It starts with a line on a map.
That line circled in yellow highlighter indicates a public right of way still listed as current. It looks like any other road on the map. Any explorer of rural New England knows that the truth on the ground may look quite different.
Looking for an alternate route home after a tiring week, I examined a topographic map of the area around Stoddard Road, which had been my woodsy escape route through North Wolfeboro. Lately, cyclists had reported some bad dog incidents on Stoddard. Some dog owners have a way of relying on the public to train their unruly mutts for them. Cyclists often bear the brunt of this because we're not locked safely in an armored vehicle. I was in no mood to grind my way up Stoddard's considerable climbs only to have to deal with aggressive dogs as I wobbled over the crest.
I knew that Bickford Road goes to Haines Hill Road. It arrives there with a different name. The contours on the topographic map indicated that it comes into Haines Hill at the bottom of a tough climb that eventually leads to the same four-way intersection in North Wolfeboro that Stoddard Road enters. The contours also showed that the discontinued section of Bickford Road runs up a valley between the height of Stoddard Road and the rise of Haines Hill. It looked like a very agreeable gradient. Interesting that the two tougher roads have survived to the modern day while the easier one has fallen into disuse.
Typically I reach the Stoddard Road area by riding out the Cotton Valley Trail. Despite its many shortcomings, the Cotton Valley Trail follows a very convenient line. It is certainly free of motor vehicle traffic except if you encounter one of the rail cars for which the rails were left in place. These encounters are fairly rare.
Bickford Road began with a milder climb than the first one on Stoddard. That brought me to a beautiful little valley with a wetland in it, surrounded by the hills I would not be climbing.
Sometimes when a road changes names you will find a sign indicating the change, even if there is no obvious intersection or direction change. I hoped such a sign might nail down for sure which set of ruts I should follow into the woods to come out where I expected to on Stoddard, where I'd passed the other end of the old road many times. I knew it would be pretty rough, but that's why I bought the Cross Check. Lately I'd stuck mostly to pavement, but that was more a matter of scheduling than a formal decision to give up absurd bushwhacks as a whole.

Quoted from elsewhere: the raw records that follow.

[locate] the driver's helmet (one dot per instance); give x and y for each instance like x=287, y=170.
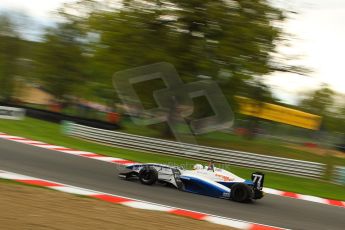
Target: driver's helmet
x=197, y=167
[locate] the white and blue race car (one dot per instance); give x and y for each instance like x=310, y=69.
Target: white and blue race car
x=208, y=180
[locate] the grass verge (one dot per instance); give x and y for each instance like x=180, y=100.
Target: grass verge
x=51, y=133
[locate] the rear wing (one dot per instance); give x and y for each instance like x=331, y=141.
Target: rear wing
x=258, y=180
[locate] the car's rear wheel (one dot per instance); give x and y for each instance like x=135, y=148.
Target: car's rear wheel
x=148, y=175
x=241, y=192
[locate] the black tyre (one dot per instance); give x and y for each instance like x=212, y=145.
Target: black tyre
x=241, y=192
x=148, y=175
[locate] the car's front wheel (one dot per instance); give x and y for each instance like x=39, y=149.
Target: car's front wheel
x=148, y=175
x=241, y=192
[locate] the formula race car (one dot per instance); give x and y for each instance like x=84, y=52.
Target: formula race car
x=208, y=180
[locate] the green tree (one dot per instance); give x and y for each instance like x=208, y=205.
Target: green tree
x=10, y=48
x=60, y=60
x=200, y=37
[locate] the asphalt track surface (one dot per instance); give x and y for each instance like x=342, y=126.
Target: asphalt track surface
x=102, y=176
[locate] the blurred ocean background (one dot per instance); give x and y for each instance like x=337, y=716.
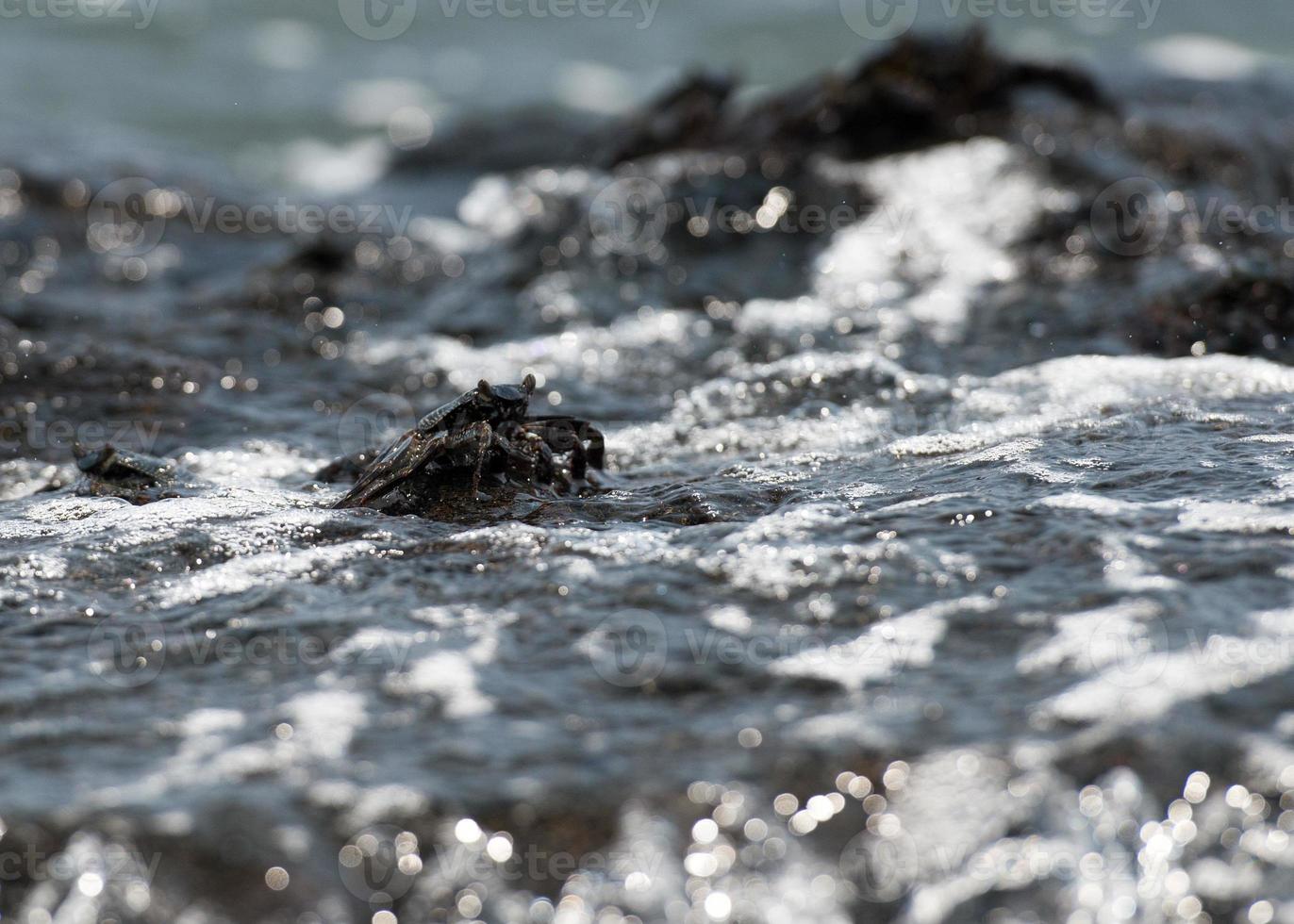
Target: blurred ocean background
x=285, y=91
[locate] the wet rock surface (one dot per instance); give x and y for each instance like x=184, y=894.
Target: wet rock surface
x=943, y=569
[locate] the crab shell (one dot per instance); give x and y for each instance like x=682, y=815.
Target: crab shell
x=484, y=404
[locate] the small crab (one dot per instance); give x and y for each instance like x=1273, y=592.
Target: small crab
x=486, y=433
x=138, y=478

There was no sign when I reached the turn. It had to be the right one. The ruts were overgrown with encroaching growth and had obviously channeled some pretty healthy streams of water during the last big rainstorm. Immediately after I entered them I caught something under the thick grass and fell to the left. I yanked a foot out in time to prevent a full crash.

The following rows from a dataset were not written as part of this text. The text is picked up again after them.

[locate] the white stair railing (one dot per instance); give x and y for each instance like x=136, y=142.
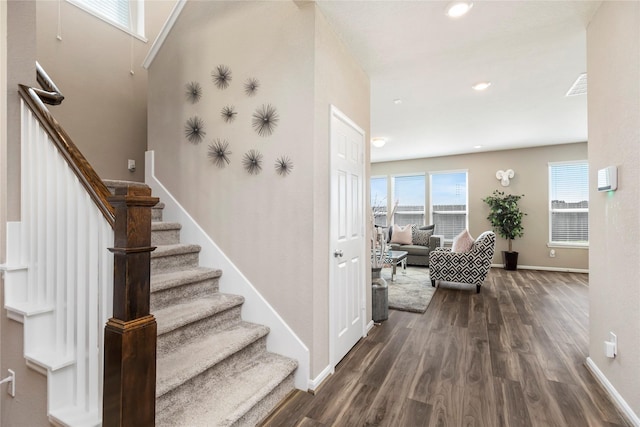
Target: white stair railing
x=59, y=278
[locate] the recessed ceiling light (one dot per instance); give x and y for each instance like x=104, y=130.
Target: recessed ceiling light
x=481, y=85
x=458, y=9
x=378, y=142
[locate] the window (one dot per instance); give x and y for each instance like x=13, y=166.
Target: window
x=379, y=200
x=569, y=203
x=127, y=15
x=409, y=192
x=449, y=203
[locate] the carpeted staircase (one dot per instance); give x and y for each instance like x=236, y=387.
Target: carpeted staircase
x=213, y=368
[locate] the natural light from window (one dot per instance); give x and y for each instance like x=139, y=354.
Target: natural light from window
x=127, y=15
x=449, y=201
x=409, y=191
x=379, y=200
x=569, y=204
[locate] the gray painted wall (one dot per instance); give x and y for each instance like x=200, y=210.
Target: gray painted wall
x=613, y=65
x=531, y=179
x=274, y=228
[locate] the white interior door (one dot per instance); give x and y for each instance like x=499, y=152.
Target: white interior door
x=347, y=288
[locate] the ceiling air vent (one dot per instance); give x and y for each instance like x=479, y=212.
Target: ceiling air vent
x=579, y=87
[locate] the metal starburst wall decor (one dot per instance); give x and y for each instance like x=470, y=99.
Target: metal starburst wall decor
x=228, y=113
x=284, y=165
x=194, y=130
x=219, y=152
x=252, y=162
x=221, y=76
x=265, y=120
x=251, y=86
x=193, y=92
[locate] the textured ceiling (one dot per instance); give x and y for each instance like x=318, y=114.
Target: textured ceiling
x=531, y=51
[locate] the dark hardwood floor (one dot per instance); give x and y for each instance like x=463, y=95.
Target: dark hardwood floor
x=512, y=355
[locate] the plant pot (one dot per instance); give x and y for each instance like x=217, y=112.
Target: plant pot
x=510, y=260
x=379, y=296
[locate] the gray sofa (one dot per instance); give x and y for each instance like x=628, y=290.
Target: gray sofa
x=418, y=254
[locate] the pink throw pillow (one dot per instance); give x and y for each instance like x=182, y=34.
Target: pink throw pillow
x=401, y=235
x=462, y=242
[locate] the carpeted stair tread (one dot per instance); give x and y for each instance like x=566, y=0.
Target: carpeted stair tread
x=196, y=357
x=162, y=281
x=226, y=401
x=177, y=249
x=178, y=315
x=161, y=225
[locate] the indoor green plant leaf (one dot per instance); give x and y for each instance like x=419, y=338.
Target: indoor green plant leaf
x=505, y=215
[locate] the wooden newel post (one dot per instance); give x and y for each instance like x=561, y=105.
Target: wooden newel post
x=130, y=335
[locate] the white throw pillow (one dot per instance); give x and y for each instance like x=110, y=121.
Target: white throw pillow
x=401, y=235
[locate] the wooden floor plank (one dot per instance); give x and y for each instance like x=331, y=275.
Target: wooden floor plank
x=512, y=355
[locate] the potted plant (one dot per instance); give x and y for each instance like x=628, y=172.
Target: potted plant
x=505, y=217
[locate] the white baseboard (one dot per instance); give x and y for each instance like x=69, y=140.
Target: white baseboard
x=613, y=393
x=281, y=339
x=535, y=267
x=370, y=326
x=315, y=383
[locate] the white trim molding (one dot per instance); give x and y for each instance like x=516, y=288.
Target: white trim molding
x=541, y=268
x=315, y=382
x=281, y=339
x=618, y=400
x=164, y=32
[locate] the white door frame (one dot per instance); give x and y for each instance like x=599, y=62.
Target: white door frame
x=336, y=114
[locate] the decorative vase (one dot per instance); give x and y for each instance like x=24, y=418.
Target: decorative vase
x=379, y=296
x=510, y=260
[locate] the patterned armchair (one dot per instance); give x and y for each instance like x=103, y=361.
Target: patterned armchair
x=464, y=267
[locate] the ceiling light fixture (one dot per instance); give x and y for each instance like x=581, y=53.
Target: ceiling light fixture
x=481, y=86
x=378, y=142
x=458, y=9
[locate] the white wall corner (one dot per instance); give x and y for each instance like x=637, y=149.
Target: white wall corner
x=315, y=382
x=618, y=400
x=281, y=339
x=164, y=32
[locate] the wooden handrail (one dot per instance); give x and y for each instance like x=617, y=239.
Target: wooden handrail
x=77, y=162
x=130, y=335
x=49, y=94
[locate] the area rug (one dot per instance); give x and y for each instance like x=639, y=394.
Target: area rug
x=411, y=291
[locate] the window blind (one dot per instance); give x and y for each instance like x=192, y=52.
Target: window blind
x=409, y=191
x=569, y=203
x=449, y=203
x=124, y=14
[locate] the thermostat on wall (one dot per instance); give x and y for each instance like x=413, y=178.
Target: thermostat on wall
x=608, y=178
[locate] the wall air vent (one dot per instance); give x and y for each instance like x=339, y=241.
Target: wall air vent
x=579, y=87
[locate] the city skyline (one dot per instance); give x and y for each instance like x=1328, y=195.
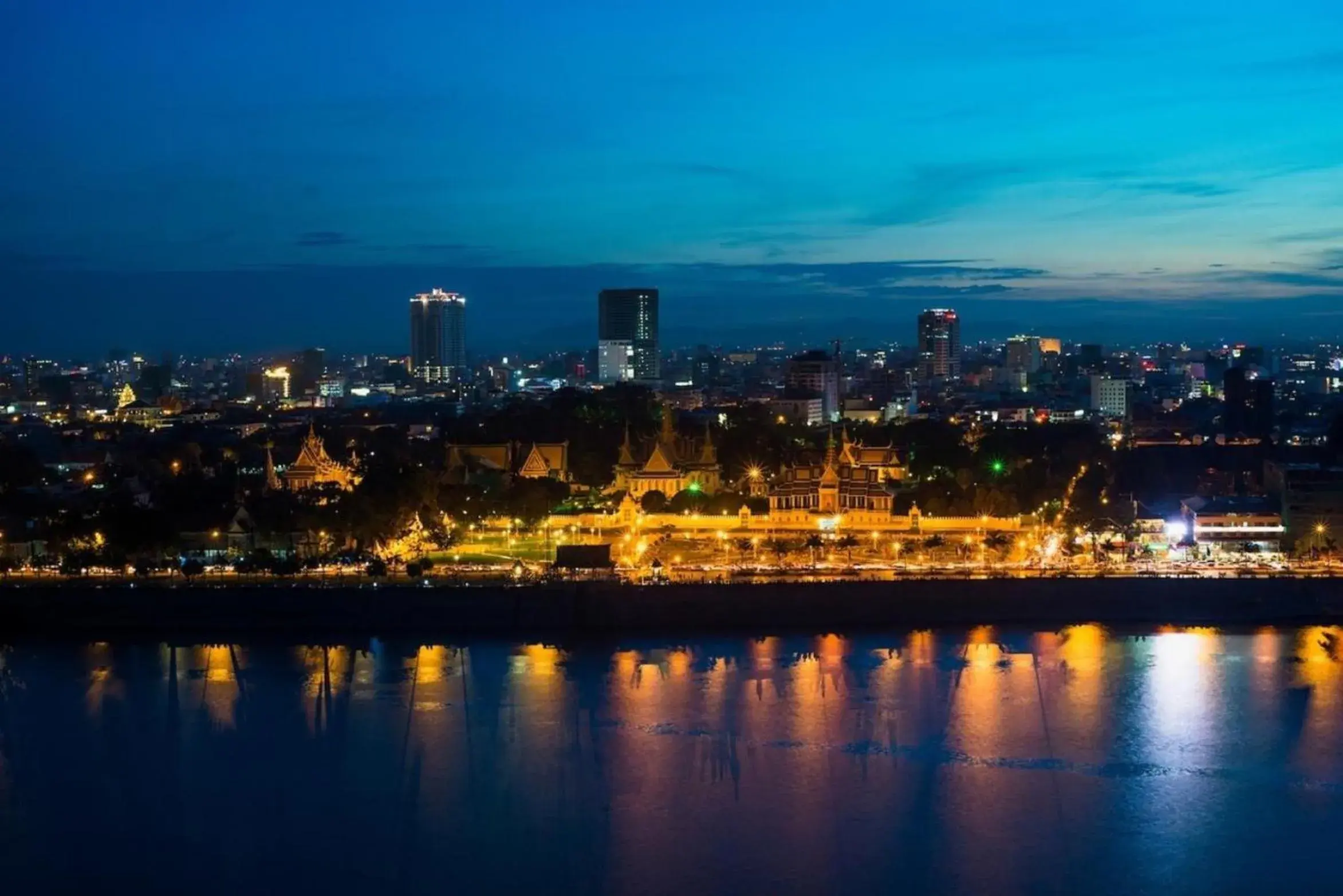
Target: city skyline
x=1048, y=163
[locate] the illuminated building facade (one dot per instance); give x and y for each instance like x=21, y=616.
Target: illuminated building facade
x=814, y=494
x=629, y=316
x=314, y=467
x=538, y=461
x=274, y=385
x=939, y=344
x=816, y=374
x=438, y=336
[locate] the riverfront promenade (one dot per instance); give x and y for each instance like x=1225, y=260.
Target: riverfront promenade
x=613, y=609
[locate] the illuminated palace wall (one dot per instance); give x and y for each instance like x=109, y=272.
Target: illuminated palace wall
x=915, y=523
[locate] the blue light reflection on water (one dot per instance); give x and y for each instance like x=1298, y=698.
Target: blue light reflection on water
x=954, y=762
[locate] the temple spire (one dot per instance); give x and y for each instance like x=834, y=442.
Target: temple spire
x=271, y=480
x=668, y=426
x=626, y=448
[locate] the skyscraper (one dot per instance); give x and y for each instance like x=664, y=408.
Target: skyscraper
x=1248, y=409
x=816, y=374
x=628, y=328
x=939, y=344
x=1024, y=354
x=438, y=336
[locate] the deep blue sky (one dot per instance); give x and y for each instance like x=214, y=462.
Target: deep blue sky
x=269, y=173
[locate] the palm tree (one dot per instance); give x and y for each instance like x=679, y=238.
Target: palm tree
x=848, y=543
x=813, y=544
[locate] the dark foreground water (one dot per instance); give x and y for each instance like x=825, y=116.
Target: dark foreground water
x=954, y=762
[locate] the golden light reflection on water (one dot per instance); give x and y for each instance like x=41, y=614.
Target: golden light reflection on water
x=920, y=648
x=1319, y=676
x=430, y=664
x=218, y=685
x=1182, y=695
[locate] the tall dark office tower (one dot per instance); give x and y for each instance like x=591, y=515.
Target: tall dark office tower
x=939, y=344
x=628, y=335
x=310, y=367
x=438, y=336
x=1248, y=408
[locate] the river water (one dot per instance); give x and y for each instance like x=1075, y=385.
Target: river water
x=951, y=762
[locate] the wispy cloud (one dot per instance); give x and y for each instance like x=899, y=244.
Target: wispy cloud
x=324, y=238
x=1197, y=188
x=932, y=192
x=1310, y=235
x=1323, y=61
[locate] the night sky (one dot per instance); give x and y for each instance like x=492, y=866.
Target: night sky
x=269, y=173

I was a few yards in when I decided to stop for a picture of the prospect.
A little further on I snapped this shot of emergent rocks.

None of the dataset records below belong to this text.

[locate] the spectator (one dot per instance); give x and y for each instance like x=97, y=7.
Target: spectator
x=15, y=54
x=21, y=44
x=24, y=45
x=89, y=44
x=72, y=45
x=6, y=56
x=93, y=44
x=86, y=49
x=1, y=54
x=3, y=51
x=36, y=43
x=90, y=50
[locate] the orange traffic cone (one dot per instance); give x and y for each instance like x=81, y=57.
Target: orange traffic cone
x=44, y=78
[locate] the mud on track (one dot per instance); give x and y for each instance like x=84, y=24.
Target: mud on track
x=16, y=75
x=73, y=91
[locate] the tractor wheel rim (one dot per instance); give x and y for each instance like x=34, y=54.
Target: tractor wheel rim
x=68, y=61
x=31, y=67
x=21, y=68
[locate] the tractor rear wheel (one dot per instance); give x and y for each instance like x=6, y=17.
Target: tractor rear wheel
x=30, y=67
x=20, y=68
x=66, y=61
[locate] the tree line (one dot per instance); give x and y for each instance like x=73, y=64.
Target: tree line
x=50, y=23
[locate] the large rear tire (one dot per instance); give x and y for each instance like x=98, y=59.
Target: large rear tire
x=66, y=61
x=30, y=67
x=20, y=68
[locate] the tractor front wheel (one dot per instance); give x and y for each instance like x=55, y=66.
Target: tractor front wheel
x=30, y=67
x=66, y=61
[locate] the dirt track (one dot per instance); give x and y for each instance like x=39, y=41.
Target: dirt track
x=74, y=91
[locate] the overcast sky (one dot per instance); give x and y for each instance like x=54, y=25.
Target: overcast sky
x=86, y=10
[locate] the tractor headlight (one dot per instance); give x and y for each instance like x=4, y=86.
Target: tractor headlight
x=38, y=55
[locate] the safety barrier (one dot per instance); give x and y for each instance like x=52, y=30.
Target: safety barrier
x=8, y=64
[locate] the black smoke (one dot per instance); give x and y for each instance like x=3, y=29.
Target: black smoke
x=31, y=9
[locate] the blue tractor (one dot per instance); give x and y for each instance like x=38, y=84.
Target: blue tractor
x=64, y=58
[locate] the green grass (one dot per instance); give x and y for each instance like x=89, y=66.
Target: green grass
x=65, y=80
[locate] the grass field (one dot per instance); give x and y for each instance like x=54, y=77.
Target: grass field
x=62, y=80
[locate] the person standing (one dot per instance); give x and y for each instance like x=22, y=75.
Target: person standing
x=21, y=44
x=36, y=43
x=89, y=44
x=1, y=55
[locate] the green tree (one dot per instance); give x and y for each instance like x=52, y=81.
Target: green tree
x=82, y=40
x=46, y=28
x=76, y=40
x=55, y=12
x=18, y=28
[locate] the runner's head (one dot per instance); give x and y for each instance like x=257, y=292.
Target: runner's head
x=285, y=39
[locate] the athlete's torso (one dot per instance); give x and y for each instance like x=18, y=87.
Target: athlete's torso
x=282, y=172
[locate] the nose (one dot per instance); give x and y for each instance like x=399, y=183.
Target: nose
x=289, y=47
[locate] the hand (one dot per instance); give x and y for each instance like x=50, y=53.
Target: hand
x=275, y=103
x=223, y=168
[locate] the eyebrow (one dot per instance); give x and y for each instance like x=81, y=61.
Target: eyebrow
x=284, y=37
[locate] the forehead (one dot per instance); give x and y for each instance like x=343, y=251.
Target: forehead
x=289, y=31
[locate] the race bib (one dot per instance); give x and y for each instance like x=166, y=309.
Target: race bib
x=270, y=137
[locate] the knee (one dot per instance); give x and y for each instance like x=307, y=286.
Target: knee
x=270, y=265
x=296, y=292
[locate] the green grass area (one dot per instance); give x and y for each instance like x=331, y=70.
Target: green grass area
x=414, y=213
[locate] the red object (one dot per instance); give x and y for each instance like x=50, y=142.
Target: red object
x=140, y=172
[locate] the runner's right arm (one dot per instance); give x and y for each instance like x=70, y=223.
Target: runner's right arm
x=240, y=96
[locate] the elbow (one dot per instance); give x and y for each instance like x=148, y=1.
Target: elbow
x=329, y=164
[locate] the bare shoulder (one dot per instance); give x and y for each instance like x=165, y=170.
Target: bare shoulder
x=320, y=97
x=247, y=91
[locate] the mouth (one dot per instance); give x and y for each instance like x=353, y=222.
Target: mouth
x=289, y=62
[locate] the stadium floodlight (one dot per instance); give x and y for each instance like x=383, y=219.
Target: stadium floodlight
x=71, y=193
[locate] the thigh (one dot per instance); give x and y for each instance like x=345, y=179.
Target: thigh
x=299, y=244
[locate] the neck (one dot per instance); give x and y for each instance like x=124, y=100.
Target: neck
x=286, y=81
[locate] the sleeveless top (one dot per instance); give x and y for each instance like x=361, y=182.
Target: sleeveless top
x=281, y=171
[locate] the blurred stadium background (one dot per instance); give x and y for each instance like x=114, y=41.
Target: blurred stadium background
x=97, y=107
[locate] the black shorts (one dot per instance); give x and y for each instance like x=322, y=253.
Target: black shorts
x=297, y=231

I pressed on without taking pictures of the two fallen trees that made me dismount and carry, or of some of the more thickly jungled sections in which saplings, tree branches, shrubbery and grasses stroked various insect life all over me.
For all of its obstacles it delivered on the promise of very gradual climbing. If the surface had been smooth I would have felt almost guilty about how completely I was cheating the hills.
Before I reached the junction with Stoddard Road I saw the back of a farm house I'd only ever seen from the front. By that I could tell that I had almost reached the maintained road.
The ruts diverged as Bickford Road met Stoddard. The first shot shows the direction in which I continued.
The second shot shows the direction from which I had always come. It also shows the contrast between a Class V maintained road and a Class VI right of way.
A Class VI right of way is still retained for public use, but nothing is done to ease passage through it. Some of them manage to keep looking a lot like a road because so many people use them. Others disappear into stands of trees and the imagination of cartographers.
I plucked a tick off my leg and crushed it between my fingernails before continuing on the familiar route home to a thorough shower.